Feb. 2-6 is National Teen Dating Violence Awareness and Prevention Week. The Department of Justice reports that one in 10 teen girls experiences physical violence in her dating relationship. Abuse is not limited to hitting; girls are yelled at, threatened, called obscenities, stalked, harassed, and coerced into sex.
Teenagers often resent their parents' questions and concerns about their dating partners because they are asserting their independence, but parents have a responsibility to inquire about their child's dating partners.

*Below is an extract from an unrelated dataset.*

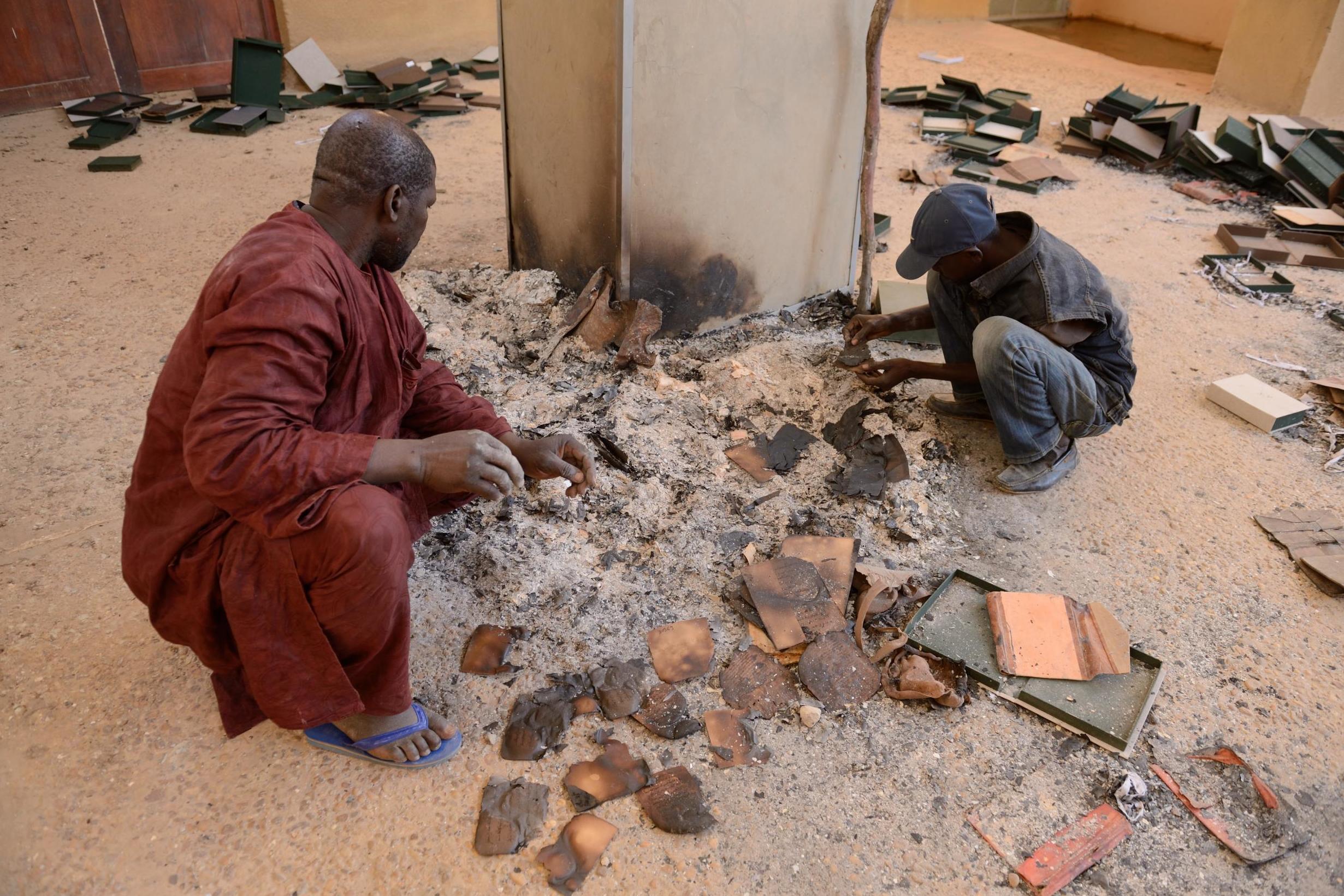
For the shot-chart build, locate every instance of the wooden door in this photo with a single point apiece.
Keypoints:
(51, 50)
(185, 43)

Alarming patterns of behavior -- such as their daughters or sons justifying spending every moment of free time with their dating partners, having unexplained bruises, or constantly receiving text messages and/or phone calls from their dating partners -- may indicate an abusive or potentially abusive relationship.
One of the first indications of an abusive relationship is when one partner tries to control the other partner in every aspect of his or her life, such as dictating what the person can do and wear, who the person can associate with, and where the person can go. Other warning signs are verbal abuse, which includes name-calling, insults, and excessive criticism, jealousy, becoming angry very quickly, and consistently communicating threats.
Parents can educate themselves and their dating teenagers about these warning signs. Communicating threats is not only against the law, but is dangerous and should be taken seriously. Any threat, whether it be electronically sent, written, or spoken, should be reported to school authorities and to the police.
If a person feels in immediate danger, the person should call 911. Having early conversations about safety issues and acceptable boundaries of behavior encourages dating teens to recognize abusive behavior and seek help before it is too late.
Friend to Friend is a domestic violence and sexual abuse agency located in Moore County. The agency's crisis line, 910-947-3333, is answered 24 hours a day, seven days a week, by trained staff members. The caller can remain anonymous.
Staff members listen to and validate the caller's fears, concerns, and feelings; they also offer options to help the caller. Teenagers under 18 can come in with a parent to obtain a restraining order (a 50-B) against an abusive dating partner or obtain a 50-C order against a stalker. A teenager is not required to have a parent to accompany her or him if the individual desires counseling.
Another option for parents and teenagers is the National Teen Dating Hotline -- 866-331-9474 -- which was started in February 2007. The hotline operates 24 hours a day, seven days a week, with trained professionals and young adult advocates who run the hotline and provide support.
When children are little, responsible and caring parents are focused and committed to ensure that they are safe from harm, danger, and any kind of abuse. Teenagers need their parents' commitment and attention just as much.